It doesn’t look like Russia’s current rates of loss will get to ‘immobilization from a lack of trucks level’. 1701 trucks isn’t even 50% of 4,000. This is part of the issue of making prediction based on straight line projections. The people you are predicting about will make changes in their operations to avoid that predicted disaster.
This doesn’t mean I’m going to be wrong at the middle-May end date of my projection, but doing a straight line projection from now says I will be. Call it a less than 25% possible outcome. We shall see in two weeks.
The fundamental problem with this truck-based analysis is that it is predicated on the same assumption that every single pro-NATO analysis I have seen contains: the idea that the Russians have thrown 100 percent of their military assets into the Ukrainian battle. This has always struck me as highly unlikely, given that even Russia’s Chinese allies are aware that the real conflict is with NATO and the neocons, that the Russians have utilized significantly fewer BTGs than originally reported, and there has been very little use of the Russian Air Force in either tactical or strategic operations.

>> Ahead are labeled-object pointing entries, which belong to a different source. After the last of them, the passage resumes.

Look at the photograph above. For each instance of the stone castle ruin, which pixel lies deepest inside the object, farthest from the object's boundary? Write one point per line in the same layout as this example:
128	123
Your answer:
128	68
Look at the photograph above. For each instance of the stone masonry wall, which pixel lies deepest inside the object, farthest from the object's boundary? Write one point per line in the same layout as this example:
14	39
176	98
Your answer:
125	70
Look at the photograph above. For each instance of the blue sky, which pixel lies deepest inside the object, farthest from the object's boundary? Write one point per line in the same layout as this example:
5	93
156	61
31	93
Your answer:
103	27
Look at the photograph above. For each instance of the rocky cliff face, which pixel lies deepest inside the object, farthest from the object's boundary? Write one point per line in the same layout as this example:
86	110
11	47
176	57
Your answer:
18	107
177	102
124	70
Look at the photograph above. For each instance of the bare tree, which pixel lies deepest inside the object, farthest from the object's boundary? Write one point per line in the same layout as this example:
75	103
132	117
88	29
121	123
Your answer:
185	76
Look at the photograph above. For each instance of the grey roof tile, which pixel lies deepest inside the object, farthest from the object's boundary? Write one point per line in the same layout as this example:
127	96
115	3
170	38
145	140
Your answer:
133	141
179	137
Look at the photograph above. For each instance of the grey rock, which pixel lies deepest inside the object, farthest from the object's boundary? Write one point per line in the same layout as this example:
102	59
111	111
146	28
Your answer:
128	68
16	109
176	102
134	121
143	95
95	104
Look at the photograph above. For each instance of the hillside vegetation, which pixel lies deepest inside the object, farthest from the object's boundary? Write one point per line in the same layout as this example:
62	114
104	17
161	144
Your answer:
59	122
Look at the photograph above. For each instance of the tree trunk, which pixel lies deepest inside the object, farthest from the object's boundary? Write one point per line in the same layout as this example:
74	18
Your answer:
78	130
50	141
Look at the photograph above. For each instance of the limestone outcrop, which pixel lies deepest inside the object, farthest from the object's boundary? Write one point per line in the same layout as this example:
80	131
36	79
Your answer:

If mobility logistics are the limiting factor, then one presumes the Russians can figure out how to obtain vehicles from their primary ally, who happens to produce 48 percent of all the heavy trucks manufactured in the world.
My assumption is that the Russian strategists are smarter and better-informed than I am. Most of the so-called “expert” analysis I have seem appears to be predicated on the idea that the Russian strategists are ill-informed and too stupid to recognize the obvious. Time will tell whose position is closer to the truth.